Liputan6.com, Solo Keberadaan kalender Jawa tidak bisa lepas dari pengaruh Kerajaan Jawa Mataram Islam pada masa Raja Sultan Agung Hanyakrakusuma. Pada masa itu sistem penanggalan diubah dari penghitungan matahari (syamsiah) menjadi penghitungan bulan (komariyah). Sistem penanggalan Jawa merupakan hasil penggabungan unsur Jawa dengan penanggalan Hijriyah.
Ahli Petung Jawa Museum Radya Pustaka, Solo, Totok Yasmiran mengatakan pada masa kepemimpinan Sultan Agung Hanyakrakusuma itu memang mengubah sistem penanggalan yang digunakan dari sistem komariyah menjadi syamsiah. Perubahan penanggalan itu berlaku untuk seluruh Pulau Jawa dan Madura, kecuali Banten.
Advertisement
Baca Juga
"Banten tidak termasuk karena bukan termasuk daerah Mataram," kata dia saat ditemui di Museum Radya Pustaka, Solo, Kamis, 27 Februari 2020.
Totok menjelaskan perubahan sistem penanggalan itu dilasakan pada saat hari Jumat Legi yang bertepatan dengan pergantian Tahun Baru Saka 1555 dan Tahun Baru Hijriyah 1 Muharam 1043 H. Sedangkan dalam kalender masehi perubahan sistem penanggalan itu bertepatan dengan 8 Juli 1633 M.
"Pergantian sistem penanggalan itu tidak mengganti hubungan tahun Saka 1555 yang sedang berjalan menjadi tahun pertama, melainkan meneruskannya hitungan tahun tersebut hingga saat ini," ujar dia.
Pengaruh Islam
Sedangkan penanggalan Saka di Jawa telah berjalan sejak abad ke-8 tepatnya sejak kerajaan Jawa Hindu. Sementara itu berlakunya 1 Saka sejak Prabu Saliwagna atau yang terkenal disebut Prabu Saka (Aji Saka) berkuasa di Tanah Hindu. “Berlakunya 1 Saka terhitung bersamaan dengan 14 Maret 78 Masehi,” sebutnya
Selain mengubah sistem penanggalan, lanjut dia, terdapat pula penyesuaian-penyesuaian seperti nama bulan dan hari. Adapun nama hari dari Minggu hingga Sabtu dalam bahasa Sansekerta disebut, Radite, Soma, Anggara, Budha, Respati, Sukra dan Tumpak. Lantas nama hari dengan bahasa Sansekerta itu diubah menjadi nama hari yang mirip dalam bahasa Arab.
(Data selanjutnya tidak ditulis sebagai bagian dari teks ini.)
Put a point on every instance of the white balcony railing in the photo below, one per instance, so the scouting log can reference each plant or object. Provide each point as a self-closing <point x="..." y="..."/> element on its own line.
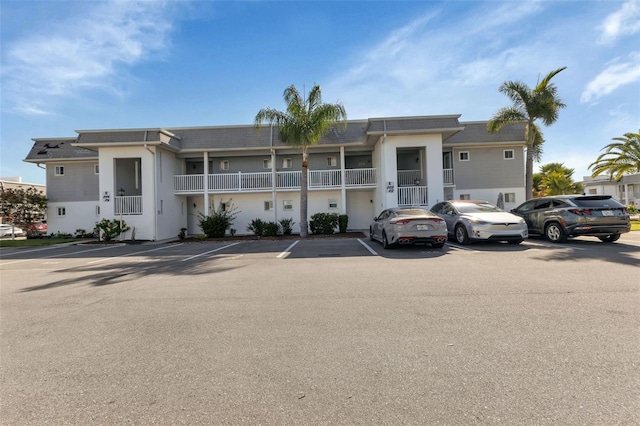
<point x="128" y="204"/>
<point x="263" y="181"/>
<point x="412" y="196"/>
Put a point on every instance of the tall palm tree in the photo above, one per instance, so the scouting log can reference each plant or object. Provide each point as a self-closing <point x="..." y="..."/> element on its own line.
<point x="619" y="157"/>
<point x="303" y="124"/>
<point x="529" y="105"/>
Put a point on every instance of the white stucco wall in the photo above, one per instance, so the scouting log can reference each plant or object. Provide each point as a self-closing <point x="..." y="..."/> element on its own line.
<point x="78" y="215"/>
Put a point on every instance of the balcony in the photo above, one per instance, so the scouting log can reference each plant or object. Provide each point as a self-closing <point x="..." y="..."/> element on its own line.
<point x="264" y="181"/>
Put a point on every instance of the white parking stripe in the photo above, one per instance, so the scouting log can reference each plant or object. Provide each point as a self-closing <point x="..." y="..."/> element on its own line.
<point x="59" y="255"/>
<point x="368" y="247"/>
<point x="287" y="251"/>
<point x="133" y="254"/>
<point x="210" y="251"/>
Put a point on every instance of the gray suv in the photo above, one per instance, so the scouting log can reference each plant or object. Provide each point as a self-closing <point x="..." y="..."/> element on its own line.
<point x="564" y="216"/>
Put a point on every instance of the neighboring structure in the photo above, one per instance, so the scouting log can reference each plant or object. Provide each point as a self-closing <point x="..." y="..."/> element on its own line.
<point x="160" y="180"/>
<point x="626" y="190"/>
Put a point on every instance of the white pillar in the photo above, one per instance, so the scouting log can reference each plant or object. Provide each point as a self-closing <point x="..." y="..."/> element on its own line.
<point x="206" y="183"/>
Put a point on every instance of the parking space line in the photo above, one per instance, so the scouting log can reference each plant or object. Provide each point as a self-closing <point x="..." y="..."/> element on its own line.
<point x="59" y="255"/>
<point x="210" y="251"/>
<point x="368" y="247"/>
<point x="287" y="251"/>
<point x="133" y="254"/>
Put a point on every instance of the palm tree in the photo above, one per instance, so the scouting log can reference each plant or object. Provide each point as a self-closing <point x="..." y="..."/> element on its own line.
<point x="303" y="124"/>
<point x="529" y="105"/>
<point x="619" y="157"/>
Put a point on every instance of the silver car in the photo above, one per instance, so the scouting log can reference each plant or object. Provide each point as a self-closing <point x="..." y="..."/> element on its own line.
<point x="469" y="220"/>
<point x="408" y="226"/>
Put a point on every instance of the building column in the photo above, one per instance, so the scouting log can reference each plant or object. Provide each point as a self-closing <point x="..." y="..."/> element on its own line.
<point x="205" y="183"/>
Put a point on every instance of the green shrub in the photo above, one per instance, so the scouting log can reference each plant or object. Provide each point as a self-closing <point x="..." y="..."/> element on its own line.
<point x="216" y="225"/>
<point x="323" y="223"/>
<point x="287" y="225"/>
<point x="109" y="229"/>
<point x="343" y="220"/>
<point x="256" y="226"/>
<point x="271" y="229"/>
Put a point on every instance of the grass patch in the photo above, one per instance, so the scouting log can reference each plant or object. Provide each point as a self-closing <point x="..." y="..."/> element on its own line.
<point x="36" y="242"/>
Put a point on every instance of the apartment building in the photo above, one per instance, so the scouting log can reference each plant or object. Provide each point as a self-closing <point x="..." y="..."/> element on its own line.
<point x="162" y="179"/>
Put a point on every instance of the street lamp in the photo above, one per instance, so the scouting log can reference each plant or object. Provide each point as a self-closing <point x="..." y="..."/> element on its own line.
<point x="121" y="195"/>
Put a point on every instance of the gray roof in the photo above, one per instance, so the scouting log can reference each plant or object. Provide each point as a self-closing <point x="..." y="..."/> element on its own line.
<point x="193" y="139"/>
<point x="52" y="149"/>
<point x="476" y="133"/>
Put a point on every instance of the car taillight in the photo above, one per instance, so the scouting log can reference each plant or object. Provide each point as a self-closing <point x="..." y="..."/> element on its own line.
<point x="581" y="212"/>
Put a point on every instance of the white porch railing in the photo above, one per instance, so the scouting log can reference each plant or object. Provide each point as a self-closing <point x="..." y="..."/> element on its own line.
<point x="128" y="204"/>
<point x="263" y="181"/>
<point x="412" y="196"/>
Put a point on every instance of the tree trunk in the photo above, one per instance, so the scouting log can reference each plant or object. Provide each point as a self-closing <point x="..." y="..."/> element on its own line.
<point x="531" y="137"/>
<point x="304" y="179"/>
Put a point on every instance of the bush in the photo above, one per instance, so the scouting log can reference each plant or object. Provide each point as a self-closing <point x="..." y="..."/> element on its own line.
<point x="109" y="229"/>
<point x="216" y="225"/>
<point x="343" y="220"/>
<point x="287" y="225"/>
<point x="271" y="229"/>
<point x="256" y="226"/>
<point x="323" y="223"/>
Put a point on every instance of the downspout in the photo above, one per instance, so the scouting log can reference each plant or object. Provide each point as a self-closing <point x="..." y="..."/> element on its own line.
<point x="274" y="193"/>
<point x="155" y="206"/>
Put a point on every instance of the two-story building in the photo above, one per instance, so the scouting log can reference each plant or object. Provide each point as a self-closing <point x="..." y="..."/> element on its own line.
<point x="162" y="179"/>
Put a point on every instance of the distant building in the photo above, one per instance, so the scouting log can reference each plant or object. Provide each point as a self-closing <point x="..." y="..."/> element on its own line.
<point x="626" y="190"/>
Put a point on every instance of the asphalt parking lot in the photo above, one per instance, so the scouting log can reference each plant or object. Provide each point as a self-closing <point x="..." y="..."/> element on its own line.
<point x="322" y="331"/>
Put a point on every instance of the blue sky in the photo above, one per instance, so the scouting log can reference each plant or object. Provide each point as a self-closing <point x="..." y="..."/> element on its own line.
<point x="70" y="65"/>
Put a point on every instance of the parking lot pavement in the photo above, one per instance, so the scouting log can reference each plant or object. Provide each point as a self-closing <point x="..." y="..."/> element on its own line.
<point x="326" y="333"/>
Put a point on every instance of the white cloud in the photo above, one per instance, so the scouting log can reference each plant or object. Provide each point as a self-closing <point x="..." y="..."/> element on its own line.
<point x="83" y="52"/>
<point x="616" y="75"/>
<point x="625" y="21"/>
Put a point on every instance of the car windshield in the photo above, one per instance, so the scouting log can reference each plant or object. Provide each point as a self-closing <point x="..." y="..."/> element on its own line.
<point x="412" y="212"/>
<point x="592" y="202"/>
<point x="477" y="208"/>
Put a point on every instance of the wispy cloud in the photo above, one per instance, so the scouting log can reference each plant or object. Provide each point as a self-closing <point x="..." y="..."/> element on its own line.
<point x="617" y="74"/>
<point x="623" y="22"/>
<point x="84" y="52"/>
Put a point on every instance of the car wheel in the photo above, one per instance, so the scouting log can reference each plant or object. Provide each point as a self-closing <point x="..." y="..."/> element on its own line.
<point x="555" y="233"/>
<point x="385" y="242"/>
<point x="461" y="235"/>
<point x="610" y="238"/>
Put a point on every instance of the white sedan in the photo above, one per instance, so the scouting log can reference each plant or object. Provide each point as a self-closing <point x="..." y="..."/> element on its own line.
<point x="469" y="220"/>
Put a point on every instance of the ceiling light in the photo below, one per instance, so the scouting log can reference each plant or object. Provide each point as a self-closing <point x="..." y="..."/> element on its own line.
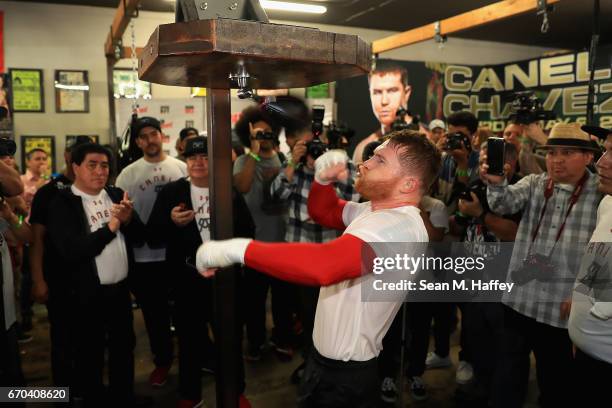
<point x="297" y="7"/>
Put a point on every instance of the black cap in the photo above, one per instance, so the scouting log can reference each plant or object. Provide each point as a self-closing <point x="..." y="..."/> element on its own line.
<point x="196" y="145"/>
<point x="143" y="122"/>
<point x="77" y="141"/>
<point x="600" y="132"/>
<point x="185" y="132"/>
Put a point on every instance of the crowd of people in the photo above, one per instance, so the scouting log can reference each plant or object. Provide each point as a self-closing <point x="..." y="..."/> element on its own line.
<point x="84" y="245"/>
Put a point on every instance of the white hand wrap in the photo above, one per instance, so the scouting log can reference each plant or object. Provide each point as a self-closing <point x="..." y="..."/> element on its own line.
<point x="219" y="254"/>
<point x="327" y="160"/>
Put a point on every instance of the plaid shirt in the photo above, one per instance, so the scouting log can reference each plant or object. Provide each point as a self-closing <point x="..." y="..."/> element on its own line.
<point x="541" y="298"/>
<point x="300" y="227"/>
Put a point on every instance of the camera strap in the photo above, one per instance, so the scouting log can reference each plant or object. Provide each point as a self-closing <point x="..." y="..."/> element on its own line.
<point x="548" y="192"/>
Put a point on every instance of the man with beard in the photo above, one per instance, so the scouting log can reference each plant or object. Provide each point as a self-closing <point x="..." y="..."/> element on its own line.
<point x="342" y="368"/>
<point x="142" y="180"/>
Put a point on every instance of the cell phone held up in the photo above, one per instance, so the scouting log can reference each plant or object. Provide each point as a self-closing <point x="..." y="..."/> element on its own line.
<point x="496" y="149"/>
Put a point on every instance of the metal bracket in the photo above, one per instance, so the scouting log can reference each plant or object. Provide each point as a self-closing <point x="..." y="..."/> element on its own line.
<point x="136" y="11"/>
<point x="543" y="9"/>
<point x="438" y="37"/>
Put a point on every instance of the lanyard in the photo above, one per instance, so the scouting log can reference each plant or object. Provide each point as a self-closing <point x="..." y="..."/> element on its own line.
<point x="573" y="199"/>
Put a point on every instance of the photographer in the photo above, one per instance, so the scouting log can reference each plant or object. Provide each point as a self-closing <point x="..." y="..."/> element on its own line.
<point x="293" y="186"/>
<point x="483" y="231"/>
<point x="253" y="174"/>
<point x="559" y="209"/>
<point x="459" y="160"/>
<point x="525" y="138"/>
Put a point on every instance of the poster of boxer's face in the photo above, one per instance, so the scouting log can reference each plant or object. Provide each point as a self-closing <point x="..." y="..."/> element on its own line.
<point x="388" y="93"/>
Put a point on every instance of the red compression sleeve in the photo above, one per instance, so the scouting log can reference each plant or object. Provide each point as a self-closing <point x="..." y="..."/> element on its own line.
<point x="308" y="264"/>
<point x="325" y="207"/>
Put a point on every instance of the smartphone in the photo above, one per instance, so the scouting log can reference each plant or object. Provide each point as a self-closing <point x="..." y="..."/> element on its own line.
<point x="496" y="148"/>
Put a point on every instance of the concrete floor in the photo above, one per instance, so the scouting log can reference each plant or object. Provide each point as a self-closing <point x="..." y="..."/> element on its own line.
<point x="268" y="384"/>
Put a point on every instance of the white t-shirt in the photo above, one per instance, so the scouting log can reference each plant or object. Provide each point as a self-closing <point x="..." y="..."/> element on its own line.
<point x="112" y="263"/>
<point x="201" y="206"/>
<point x="143" y="180"/>
<point x="359" y="325"/>
<point x="8" y="291"/>
<point x="590" y="321"/>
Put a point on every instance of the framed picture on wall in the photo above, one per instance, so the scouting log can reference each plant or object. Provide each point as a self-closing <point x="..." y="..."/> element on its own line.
<point x="71" y="91"/>
<point x="126" y="82"/>
<point x="46" y="143"/>
<point x="27" y="89"/>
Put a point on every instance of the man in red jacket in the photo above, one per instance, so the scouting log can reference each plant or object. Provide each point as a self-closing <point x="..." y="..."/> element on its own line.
<point x="348" y="332"/>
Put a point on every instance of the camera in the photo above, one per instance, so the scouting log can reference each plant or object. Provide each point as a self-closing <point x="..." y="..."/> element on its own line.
<point x="261" y="135"/>
<point x="338" y="135"/>
<point x="456" y="141"/>
<point x="535" y="267"/>
<point x="7" y="147"/>
<point x="481" y="193"/>
<point x="316" y="147"/>
<point x="526" y="108"/>
<point x="400" y="121"/>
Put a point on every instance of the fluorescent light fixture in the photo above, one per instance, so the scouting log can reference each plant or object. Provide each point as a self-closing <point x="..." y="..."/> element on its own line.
<point x="72" y="87"/>
<point x="297" y="7"/>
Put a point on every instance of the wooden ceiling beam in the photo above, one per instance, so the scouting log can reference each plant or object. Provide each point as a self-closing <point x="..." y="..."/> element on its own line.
<point x="125" y="11"/>
<point x="484" y="15"/>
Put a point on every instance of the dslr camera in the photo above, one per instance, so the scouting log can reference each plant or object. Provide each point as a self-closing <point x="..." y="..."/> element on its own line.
<point x="316" y="147"/>
<point x="7" y="147"/>
<point x="338" y="135"/>
<point x="535" y="267"/>
<point x="261" y="135"/>
<point x="526" y="108"/>
<point x="400" y="121"/>
<point x="458" y="140"/>
<point x="481" y="193"/>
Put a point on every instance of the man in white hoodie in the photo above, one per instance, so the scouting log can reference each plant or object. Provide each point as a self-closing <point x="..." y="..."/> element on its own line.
<point x="590" y="322"/>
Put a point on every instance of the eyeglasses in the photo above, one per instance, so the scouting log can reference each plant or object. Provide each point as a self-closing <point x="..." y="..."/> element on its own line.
<point x="92" y="166"/>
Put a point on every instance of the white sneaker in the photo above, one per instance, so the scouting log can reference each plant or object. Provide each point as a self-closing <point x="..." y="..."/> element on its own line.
<point x="388" y="390"/>
<point x="435" y="361"/>
<point x="465" y="373"/>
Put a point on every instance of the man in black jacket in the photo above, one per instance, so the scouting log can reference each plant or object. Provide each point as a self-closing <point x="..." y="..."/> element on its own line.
<point x="92" y="229"/>
<point x="180" y="221"/>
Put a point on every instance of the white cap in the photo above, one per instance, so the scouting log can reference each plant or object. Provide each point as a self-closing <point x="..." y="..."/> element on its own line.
<point x="437" y="123"/>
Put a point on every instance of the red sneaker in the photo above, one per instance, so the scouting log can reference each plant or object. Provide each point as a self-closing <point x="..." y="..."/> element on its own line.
<point x="159" y="376"/>
<point x="243" y="402"/>
<point x="188" y="404"/>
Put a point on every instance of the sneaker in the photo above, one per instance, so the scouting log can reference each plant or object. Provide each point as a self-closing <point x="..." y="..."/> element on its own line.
<point x="159" y="376"/>
<point x="23" y="337"/>
<point x="417" y="388"/>
<point x="253" y="353"/>
<point x="188" y="404"/>
<point x="388" y="390"/>
<point x="435" y="361"/>
<point x="465" y="373"/>
<point x="243" y="402"/>
<point x="298" y="373"/>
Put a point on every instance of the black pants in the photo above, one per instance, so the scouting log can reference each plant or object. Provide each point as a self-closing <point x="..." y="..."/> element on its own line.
<point x="338" y="384"/>
<point x="151" y="285"/>
<point x="283" y="297"/>
<point x="552" y="348"/>
<point x="193" y="315"/>
<point x="61" y="333"/>
<point x="593" y="380"/>
<point x="105" y="322"/>
<point x="420" y="316"/>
“Ini menunjukkan banyaknya pengaruh penanggalan Islam dalam sistem penanggalan Jawa. Misalnya kalau hari itu sebagai saptawara (tujuh hari), misalnya kalau Minggu itu Ngahad atau Ahad, Senen, Seloso, Rebo, Kemis, Jemuwah, Setu,” sebutnya.
Tak hanya hari, dalam penanggalan Jawa terdapat pasaran yang disebut pancawara. Adapun pasaran itu terdiri dari Kliwon, Legi, Pahing, Pon dan Wage. Pancawara dan wuku (pawukon) merupakan wujud unsur-unsur Jawa yang tidak ditemukan dalam penanggalan Hijiryah dan Masehi.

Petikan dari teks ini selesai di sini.